闇に堕ちた男が見つけた伴侶
★★★★★
前作「ハイランドで月の女神と」で意味深な終わり方をしていましたが、この第五作目で真実が明かされます。
兄(前作のヒーロー)を救うために誓いを破り、闇に堕ちたヒーロー。徐々に侵略してくる自分の中にいる邪悪な存在をどうにかするべく、現代のニューヨークで古い文献を盗み出して(後で返しに行ってますが)調べ物をしていています。
そんなときに出会ったのが博物館で働く考古学好きなヒロイン。皮肉にも闇に堕ちたために出会えた彼のためだけの伴侶。最初から重大なものを背負っている二人が、行く先々の土地や時代でどんどん愛を深めていく情熱的なお話です。
シリーズの特徴である、ヒロインにメロメロヒーローは今回も健在です。少し天然が入っているヒロインも可愛い。
最後が「エライ人が出てきてパパッと解決」という感じで少々唐突な感じがしますが、官能的で、笑いあり、涙ありな娯楽要素満載作品なのでとても楽しく読めました。

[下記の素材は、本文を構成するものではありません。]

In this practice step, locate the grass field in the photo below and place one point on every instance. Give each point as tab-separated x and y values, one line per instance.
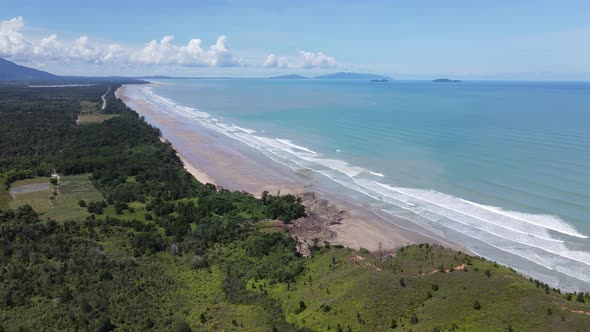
88	107
61	207
348	289
90	113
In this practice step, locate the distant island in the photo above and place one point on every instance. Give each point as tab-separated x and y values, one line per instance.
445	80
11	71
352	76
289	77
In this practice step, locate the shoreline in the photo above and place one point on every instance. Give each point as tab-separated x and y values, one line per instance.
229	166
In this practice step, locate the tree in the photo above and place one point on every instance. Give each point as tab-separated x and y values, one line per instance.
393	324
105	325
181	326
476	305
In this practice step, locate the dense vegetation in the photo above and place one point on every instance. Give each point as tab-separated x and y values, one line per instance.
165	252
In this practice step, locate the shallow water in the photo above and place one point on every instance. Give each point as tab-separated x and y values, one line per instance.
501	167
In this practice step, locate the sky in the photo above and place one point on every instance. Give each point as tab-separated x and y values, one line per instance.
512	40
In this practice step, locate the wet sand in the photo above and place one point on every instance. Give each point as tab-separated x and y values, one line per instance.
212	157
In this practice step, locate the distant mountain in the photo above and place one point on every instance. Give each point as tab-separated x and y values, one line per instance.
10	71
352	76
289	77
445	80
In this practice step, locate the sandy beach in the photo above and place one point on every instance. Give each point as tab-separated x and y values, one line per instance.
211	157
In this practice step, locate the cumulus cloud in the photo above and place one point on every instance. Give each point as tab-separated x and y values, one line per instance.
12	42
275	61
317	60
14	45
303	60
191	54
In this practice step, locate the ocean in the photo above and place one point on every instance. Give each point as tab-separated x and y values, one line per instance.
503	168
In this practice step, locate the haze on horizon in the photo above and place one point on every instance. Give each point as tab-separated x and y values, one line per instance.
528	40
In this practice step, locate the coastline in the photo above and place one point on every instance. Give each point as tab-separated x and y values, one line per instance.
232	167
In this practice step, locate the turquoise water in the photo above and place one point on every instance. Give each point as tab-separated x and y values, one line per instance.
501	167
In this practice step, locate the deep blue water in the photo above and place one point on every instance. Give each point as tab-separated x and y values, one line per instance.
501	167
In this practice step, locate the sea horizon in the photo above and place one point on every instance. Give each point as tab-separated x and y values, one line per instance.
541	241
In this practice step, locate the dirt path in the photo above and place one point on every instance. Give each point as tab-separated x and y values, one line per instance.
104	101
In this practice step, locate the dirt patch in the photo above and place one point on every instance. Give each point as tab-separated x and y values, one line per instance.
316	226
576	311
458	267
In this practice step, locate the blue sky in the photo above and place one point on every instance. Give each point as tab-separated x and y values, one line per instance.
541	40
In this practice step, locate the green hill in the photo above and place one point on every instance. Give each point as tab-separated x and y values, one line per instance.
10	71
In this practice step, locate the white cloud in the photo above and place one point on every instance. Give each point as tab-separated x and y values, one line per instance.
12	42
15	45
317	60
193	54
303	60
275	61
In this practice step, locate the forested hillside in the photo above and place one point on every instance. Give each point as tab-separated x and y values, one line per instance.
157	250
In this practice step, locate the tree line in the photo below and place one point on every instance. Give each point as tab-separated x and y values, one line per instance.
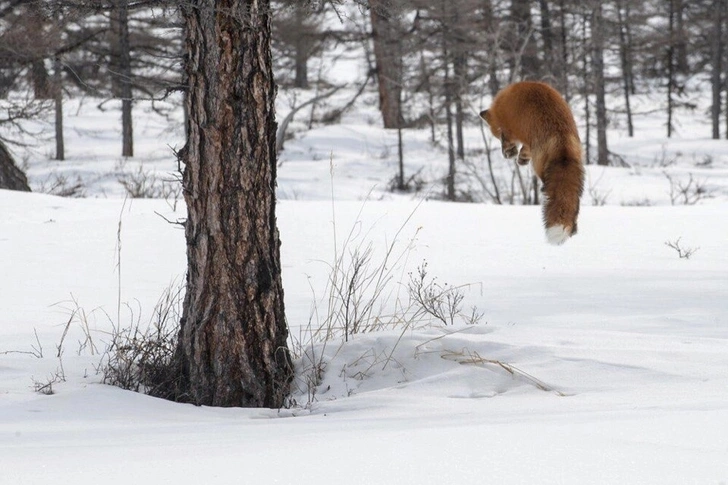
430	60
232	347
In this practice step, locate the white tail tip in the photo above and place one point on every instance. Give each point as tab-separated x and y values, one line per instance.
557	234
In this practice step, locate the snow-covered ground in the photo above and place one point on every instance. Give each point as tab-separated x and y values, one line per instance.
601	361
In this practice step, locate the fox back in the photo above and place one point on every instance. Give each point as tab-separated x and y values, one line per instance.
535	115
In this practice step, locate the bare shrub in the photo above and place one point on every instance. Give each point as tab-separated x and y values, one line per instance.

今回は一作目から出ているキャラクターが久しぶりに登場していて、ずっと繋がっているシリーズなのだと改めて再認識しました。しかも次のヒーローはそのキャラクターのようで、ますます目が離せないシリーズです。
ハイランダー・シリーズ最高傑作
★★★★★
カレン・M・モニングの「ハイランダー・シリーズ」の最高傑作と言えるのが、この「ハイランドの白い橋から(The Dark Highlander)」とその前作「ハイランドで月の女神と(The Kiss of the Highlander)」です。
強力なドルイドの一族に生まれた、ドゥルスタンとその双子の弟ダゲウスのマッケルター兄弟が主人公のこの2作は、大きな物語の前後編をなしており、本作の主人公は、前作で愛する兄ドゥルスタンを死の運命から救うために、妖精族との誓いを破って時を超え、歴史を変えてしまったがために、闇に堕ちることとなったダゲウスです。
兄のドゥルスタンが、さんさんと輝くハイランドの陽光を印象させるのに対し、弟のダゲウスは、真冬の凍てついた夜に荒野を照らす月の光のよう・・・・
彼は自分の中で力を増していく闇の存在をなんとか押さえ込みつつ、遠くから兄を見守り、救われる道を模索しながら永遠とも言える歳月を生きながらえるうちに、やっと運命の女性とめぐりあうのですが、彼の中で蠢く太古の悪霊は、日一日と彼をむしばんでいき、彼等を滅ぼすにはダゲウス自らも死なねばならないことがわかり・・・・恋人達の最期の日々の、そりゃもう切ないこと!人一倍愛情に富むが故に、道を踏み外してしまった弟を思いやる兄の視線の優しさにも涙です。そして衝撃のクライマックス!そこから先は、大の男でも涙なしには読めませんぞ!
実は私、本作(というかダゲウス様)に惚れ込んでしまい、オーディオ・ブックまで購入してしまいました。が、このオーディオ・ブックは、朗読している方が大袈裟すぎて、ダゲウスさまの台詞まわしがまるでダース・べーダーみたいに聞こえてしまい、苦笑してしまう代物でございました。(女性のパートまでその人が読んでいるというのは、さらに問題かと・・・)ビジュアル的にも壮大なこの作品、どこかで映画化してくれないでしょうかね。(ダゲウス様役はジェイムズ・ピュアフォイがいいな・・・ さて、カレン・M・モニングの「ハイランダー・シリーズ」は全作デル・ブックスからペーパー・バックが出ています。「ハイランドの白い橋から」の原タイトルは"The Dark Highlander"The Dark Highlander「ハイランドで月の女神と」の原タイトルは「The Kiss of the Highlander」Kiss of the Highlander (Highlander 4)、こちらはジャケットも雰囲気が素敵です。翻訳版と原著をあわせて読んでみるのも一興かとおもいます。